Originally wrote for, Lunar Hypnosis:

Majestic... - 90%

DEATHPORTAL, July 9th, 2013

Gris is a Canadian black metal outfit that has been active since 2004, originally known as Niflheim. This two-piece released their first endeavor, Neurasthénie, before changing their name to Gris in 2006. In 2007, they released their debut full-length under their new moniker, Il Était une Forêt.... The band plays an orchestral atmospheric breed of black metal that is rather bleak, yet astoundingly beautiful in jest. Both members amalgamate their talents as multi-instumentalists to give the band an epic sense of awe through-out their substantially written songs. Their melancholic sound swirls around a variety of themes pertaining to emotion and spirituality. This is heavy music in more than one sense. However, it maintains a soothing vibe of an almost meditative experience.

Gris are set to unfurl their latest masterpiece entitled, À l'Âme Enflammée, l'Äme Constellée..., July 9th. With this release, the band furthers themselves as masters of their craft. À l'Âme Enflammée, l'Äme Constellée... is an atmospheric journey deep within the darker, somber realms of the soul. Intricate, moody and perplexing, the album levitates through a series of ten thoughtful tracks. As with their previous albums, the songs remain substantial in length, and the album over all reaches a playing time of eighty minutes.

Gris showcase their talents with a heavy use of strings and melodic acoustic interludes laced with black metal of a doom-inspired nature. Their musicianship is unmatched and À l'Âme Enflammée, l'Äme Constellée... flourishes with a full, bright sound, impressive for a two-man band. The music itself shimmers and wisps with dissonance and often the use of builds creates a suspenseful vibe that ignites into affecting explosions. À l'Âme Enflammée, l'Äme Constellée... echo's feelings of loss and resignation as highlighted through its ethereal sound and tortured vocal performance.

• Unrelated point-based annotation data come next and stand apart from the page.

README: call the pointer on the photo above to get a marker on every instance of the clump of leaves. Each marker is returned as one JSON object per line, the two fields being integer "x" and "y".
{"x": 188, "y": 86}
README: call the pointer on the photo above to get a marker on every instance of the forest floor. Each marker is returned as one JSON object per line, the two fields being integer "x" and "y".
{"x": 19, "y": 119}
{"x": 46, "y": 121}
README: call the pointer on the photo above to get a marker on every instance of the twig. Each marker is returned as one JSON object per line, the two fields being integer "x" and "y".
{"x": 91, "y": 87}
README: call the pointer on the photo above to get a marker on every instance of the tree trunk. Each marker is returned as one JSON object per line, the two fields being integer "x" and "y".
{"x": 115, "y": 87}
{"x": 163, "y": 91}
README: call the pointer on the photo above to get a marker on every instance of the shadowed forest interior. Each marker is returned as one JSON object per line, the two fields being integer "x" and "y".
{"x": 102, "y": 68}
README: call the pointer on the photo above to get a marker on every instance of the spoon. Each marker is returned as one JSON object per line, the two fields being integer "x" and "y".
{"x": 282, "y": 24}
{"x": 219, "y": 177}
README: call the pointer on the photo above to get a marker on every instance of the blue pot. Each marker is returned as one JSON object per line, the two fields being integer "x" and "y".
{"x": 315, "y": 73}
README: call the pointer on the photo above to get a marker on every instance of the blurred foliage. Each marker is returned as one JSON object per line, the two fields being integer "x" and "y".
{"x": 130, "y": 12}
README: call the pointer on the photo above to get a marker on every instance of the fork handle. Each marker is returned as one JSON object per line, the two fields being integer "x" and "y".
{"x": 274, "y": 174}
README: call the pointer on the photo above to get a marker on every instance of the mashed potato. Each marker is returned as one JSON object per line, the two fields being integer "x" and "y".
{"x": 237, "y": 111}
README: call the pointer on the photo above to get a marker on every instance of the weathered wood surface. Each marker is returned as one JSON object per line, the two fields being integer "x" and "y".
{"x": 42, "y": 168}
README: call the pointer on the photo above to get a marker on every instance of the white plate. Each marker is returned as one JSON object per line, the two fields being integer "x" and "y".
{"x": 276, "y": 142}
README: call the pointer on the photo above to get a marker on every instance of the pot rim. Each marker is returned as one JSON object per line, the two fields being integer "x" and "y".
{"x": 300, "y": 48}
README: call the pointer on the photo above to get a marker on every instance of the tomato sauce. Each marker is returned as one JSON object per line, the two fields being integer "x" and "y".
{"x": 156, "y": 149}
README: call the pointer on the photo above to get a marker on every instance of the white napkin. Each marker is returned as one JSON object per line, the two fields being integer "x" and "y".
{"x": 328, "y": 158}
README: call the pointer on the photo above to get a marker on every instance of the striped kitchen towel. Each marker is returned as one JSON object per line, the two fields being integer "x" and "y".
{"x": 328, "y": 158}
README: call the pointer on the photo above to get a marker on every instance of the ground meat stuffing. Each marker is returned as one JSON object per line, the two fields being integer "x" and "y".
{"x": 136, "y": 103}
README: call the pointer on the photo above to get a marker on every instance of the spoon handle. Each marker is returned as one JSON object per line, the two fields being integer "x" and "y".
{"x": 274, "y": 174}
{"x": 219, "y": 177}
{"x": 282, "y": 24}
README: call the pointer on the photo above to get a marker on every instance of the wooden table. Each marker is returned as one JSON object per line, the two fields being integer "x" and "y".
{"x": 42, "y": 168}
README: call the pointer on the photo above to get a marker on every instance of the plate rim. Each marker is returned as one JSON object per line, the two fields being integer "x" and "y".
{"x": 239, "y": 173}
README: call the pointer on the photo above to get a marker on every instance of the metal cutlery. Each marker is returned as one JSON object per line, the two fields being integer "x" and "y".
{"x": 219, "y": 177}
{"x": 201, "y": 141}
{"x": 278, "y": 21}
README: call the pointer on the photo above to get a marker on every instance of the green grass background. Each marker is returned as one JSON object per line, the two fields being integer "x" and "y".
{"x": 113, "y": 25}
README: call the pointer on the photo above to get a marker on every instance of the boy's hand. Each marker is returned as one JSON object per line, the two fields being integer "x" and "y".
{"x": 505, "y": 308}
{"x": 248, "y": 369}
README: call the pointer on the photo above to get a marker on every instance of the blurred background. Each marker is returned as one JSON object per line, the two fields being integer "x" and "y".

Gris has produced a pure paradigm and their greatest work to date. À l'Âme Enflammée, l'Äme Constellée... is a very serious record and for those with the patience and aptitude that seek more than just a "toe-tapper". It is a very introspective work; the type of album that is best experienced through headphones and commands the total attention of its listener to gather the full appreciation it wholly deserves. However, it is a work of absolute brilliance, and for those able to settle deep within it, it remains an unequivocal paramount experience.
***Originally written for and by

Canadian Beacon - 87%

autothrall, July 9th, 2013

2007's Il Était une Forêt... was an album recommended to me about a dozen times, by more than one person who considered it the greatest metal recording of that particular year. But when I at last got around to hearing it I wasn't too impressed beyond that gorgeous, dirty guitar tone balanced upon the precipice between scintillating beauty and the suicidal void. At 60 minutes, there were definitely some opportunities to get lost, as well as bored, but Gris is nothing if not ambitious, so you have to take it all in stride. That ambition continues through their long anticipated follow-up, À l'Âme Enflammée, l'Äme Constellée..., which is a rather stunning turn of events towards a more richly produced palette of glimmering acoustics, uplifting folk/world music and better produced metal progressions that retain their black metal bleakness but lack the fuzz of the debut. Normally, that might prove a turnoff, since I enjoy some grit in my suffering, but with two discs and 80 minutes of material, I have to admit that this is an adventurous sophomore I easily prefer to its predecessor...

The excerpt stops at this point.